E allora parliamo di Buenos Aires. Un guazzabuglio di stili architettonici: ci si perde tra edifici moderni, coloniali e grattacieli. Un groviglio di strade a otto corsie anche in centro città e nel sottosuolo sei metropolitane che permettono a 3 milioni di persone di muoversi. Gli spostamenti, soprattutto in macchina, sono a dir poco caotici. Dall'aeroporto al centro ci vuole almeno un'ora e mezza; si formano code impressionanti, nonostante ci sia una legge che vieta di rimanere in coda oltre 10 minuti ad un casello. Infatti, superati i 10 minuti, gli automobilisti incominciano a suonare e questo è il segnale che preannuncia l'apertura del passaggio senza pagare il pedaggio. Quando me l'hanno raccontato non ci volevo credere, ma durante la mia permanenza mi è capitato ben due volte!
Arrivati in centro ti trovi di fronte a Plaza San Martín, alla Torre Monumental della zona Retiro, alla Casa Rosada sulla Plaza de Mayo e alla cattedrale metropolitana, al Palazzo del Congresso nazionale, Avenida de Mayo, Avenida Corrientes e l'obelisco, al cafè Tortoni, al Banco de la Nación, alle statue di Mafalda; e poi La Boca e Caminito, e il mercato di San Telmo.
Ma il luogo che mi ha maggiormente colpita è il Museo dell’Immigrazione. Entrando in quell'edificio si respira, non solo la storia dell'Argentina, ma il vissuto anche della nostra Italia e dei cittadini italiani che ci hanno preceduti. Sopra lo stipite della porta d'ingresso si trova la scritta Comida. Infatti, nel periodo dell'immigrazione (e poi mi vien da dire "quando mai è finita" ...), il palazzo era il primo punto di approdo per le persone che arrivavano in Argentina, la maggior parte proprio di origine italiana.
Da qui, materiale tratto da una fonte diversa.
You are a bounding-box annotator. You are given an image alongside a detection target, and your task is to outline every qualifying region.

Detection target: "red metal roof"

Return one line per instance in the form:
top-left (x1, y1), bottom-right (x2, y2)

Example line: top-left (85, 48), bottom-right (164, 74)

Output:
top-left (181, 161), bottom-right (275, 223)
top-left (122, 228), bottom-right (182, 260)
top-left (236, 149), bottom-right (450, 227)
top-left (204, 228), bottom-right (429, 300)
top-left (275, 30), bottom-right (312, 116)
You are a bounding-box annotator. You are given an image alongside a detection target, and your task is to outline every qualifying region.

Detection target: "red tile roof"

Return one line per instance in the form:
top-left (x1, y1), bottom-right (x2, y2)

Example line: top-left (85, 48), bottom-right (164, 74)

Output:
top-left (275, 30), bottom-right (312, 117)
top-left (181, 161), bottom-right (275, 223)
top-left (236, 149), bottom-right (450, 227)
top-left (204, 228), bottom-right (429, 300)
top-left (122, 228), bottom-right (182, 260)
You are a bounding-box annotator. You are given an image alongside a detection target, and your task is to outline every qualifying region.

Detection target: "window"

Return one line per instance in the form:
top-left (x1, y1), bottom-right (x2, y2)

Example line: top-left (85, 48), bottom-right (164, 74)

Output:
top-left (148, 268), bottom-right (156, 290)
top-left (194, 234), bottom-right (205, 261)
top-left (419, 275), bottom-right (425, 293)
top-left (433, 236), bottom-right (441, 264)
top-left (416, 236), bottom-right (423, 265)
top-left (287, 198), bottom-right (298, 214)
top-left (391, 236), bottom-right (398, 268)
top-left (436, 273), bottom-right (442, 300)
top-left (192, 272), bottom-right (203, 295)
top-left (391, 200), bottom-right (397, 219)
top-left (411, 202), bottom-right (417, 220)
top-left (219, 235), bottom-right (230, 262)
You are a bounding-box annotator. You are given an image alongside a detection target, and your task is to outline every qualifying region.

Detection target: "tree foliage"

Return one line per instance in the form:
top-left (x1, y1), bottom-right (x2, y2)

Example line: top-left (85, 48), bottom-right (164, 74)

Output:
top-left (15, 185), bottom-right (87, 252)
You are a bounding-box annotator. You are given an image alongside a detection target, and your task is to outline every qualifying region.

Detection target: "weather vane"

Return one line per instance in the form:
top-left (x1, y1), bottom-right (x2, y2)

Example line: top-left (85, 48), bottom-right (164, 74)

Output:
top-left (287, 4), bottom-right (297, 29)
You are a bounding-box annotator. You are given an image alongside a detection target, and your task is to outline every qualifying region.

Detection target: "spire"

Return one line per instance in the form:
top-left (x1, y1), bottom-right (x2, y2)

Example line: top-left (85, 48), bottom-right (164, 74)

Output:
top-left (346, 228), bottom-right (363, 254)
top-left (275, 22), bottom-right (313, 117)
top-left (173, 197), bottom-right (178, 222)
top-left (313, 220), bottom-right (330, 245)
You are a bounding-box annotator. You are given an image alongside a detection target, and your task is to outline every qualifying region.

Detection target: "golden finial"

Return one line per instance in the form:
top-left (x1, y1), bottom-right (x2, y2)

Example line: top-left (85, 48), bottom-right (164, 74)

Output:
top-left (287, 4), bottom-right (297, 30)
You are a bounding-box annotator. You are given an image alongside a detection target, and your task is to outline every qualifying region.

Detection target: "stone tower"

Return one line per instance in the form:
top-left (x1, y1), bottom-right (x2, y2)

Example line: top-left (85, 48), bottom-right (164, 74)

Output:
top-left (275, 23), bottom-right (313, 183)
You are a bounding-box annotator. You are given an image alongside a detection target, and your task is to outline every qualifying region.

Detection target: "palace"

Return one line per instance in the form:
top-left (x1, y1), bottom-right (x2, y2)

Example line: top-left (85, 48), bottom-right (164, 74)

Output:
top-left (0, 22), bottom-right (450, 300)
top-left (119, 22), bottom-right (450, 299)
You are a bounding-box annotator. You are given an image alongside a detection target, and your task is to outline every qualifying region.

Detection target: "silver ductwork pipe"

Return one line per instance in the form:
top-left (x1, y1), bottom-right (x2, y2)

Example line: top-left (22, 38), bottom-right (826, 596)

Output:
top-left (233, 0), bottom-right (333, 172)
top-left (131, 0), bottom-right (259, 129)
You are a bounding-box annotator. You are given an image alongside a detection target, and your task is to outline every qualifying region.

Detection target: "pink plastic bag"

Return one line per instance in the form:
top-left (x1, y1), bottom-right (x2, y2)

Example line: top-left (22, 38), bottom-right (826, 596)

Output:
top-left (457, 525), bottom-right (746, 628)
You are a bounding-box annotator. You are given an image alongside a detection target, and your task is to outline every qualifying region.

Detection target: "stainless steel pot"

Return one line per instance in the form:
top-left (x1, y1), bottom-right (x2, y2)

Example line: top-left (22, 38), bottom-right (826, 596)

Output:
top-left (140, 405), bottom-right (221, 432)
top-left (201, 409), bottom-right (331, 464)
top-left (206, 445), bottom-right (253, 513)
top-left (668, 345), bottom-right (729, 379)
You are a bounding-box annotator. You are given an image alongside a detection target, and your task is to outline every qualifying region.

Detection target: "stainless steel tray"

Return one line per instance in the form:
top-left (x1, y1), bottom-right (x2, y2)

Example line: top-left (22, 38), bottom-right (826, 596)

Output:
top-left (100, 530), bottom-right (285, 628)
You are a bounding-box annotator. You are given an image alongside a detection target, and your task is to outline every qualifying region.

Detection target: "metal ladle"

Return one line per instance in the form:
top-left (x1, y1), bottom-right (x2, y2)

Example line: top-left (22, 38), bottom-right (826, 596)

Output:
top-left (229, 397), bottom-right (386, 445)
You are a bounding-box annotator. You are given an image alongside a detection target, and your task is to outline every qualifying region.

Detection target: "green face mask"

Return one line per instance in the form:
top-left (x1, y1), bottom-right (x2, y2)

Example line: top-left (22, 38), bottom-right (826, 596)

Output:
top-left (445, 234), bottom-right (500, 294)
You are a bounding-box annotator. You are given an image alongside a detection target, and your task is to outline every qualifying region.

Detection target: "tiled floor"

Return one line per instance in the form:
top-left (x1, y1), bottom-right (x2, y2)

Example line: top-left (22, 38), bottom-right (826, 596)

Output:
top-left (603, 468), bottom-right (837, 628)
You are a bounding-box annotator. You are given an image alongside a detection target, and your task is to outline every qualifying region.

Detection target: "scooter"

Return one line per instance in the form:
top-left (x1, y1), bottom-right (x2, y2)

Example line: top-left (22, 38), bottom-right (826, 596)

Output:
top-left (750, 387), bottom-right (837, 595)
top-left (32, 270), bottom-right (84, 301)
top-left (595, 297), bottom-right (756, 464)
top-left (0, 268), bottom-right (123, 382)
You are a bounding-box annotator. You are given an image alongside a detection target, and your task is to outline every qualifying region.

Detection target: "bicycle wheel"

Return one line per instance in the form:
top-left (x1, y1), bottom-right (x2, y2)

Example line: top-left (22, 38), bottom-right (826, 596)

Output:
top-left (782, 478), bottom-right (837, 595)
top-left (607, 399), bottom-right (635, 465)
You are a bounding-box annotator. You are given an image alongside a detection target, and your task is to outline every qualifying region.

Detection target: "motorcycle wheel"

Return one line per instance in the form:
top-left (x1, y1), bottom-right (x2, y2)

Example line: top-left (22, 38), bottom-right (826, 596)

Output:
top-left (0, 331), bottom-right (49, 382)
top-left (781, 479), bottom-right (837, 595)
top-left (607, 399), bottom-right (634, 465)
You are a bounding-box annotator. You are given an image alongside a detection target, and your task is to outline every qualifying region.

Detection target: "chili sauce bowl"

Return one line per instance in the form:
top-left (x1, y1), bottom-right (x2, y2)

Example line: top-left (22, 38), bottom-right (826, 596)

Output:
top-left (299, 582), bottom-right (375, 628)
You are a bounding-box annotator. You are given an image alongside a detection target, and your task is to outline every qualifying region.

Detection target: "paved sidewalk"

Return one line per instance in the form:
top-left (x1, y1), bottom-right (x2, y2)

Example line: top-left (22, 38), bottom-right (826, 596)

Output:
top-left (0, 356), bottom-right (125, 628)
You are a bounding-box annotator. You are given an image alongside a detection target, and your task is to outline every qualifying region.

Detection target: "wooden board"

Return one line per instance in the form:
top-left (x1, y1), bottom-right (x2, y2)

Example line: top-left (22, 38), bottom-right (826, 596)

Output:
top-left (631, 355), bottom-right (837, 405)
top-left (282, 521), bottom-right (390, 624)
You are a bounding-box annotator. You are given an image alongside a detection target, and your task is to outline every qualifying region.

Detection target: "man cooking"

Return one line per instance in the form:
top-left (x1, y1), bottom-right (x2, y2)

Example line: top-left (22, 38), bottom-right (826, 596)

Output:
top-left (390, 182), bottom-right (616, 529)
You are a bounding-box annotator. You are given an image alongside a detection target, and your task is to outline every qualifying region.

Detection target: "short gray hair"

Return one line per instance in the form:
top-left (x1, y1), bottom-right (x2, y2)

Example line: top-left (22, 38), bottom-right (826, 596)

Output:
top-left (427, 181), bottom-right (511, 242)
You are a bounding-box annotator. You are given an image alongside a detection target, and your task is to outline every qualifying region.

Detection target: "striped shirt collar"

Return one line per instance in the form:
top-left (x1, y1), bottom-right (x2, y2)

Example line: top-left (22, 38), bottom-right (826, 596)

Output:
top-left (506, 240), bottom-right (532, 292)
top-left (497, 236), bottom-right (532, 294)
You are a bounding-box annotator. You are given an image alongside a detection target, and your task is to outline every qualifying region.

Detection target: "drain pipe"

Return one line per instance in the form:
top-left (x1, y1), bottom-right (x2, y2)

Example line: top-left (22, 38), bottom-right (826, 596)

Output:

Per non parlare del cibo: uno fra tutti le empanadas di Desarmadero Bar. E l'asado, che non è solo un piatto tipico, ma è un modo di stare insieme. Infatti è usanza nei cantieri, in pausa pranzo, cucinarlo per tutti e condividerlo. Gli operai fanno i turni per la cottura. Com'è un rito sociale il mate: quel bicchiere che passa di mano in mano, con la delicatezza e l'attenzione di riempirlo di acqua calda prima di consegnarlo alla persona che è seduta vicino a te. E poi i dolci e gli alfajores.
E questa è Buenos Aires al primo sguardo, senza entrare nel dettaglio.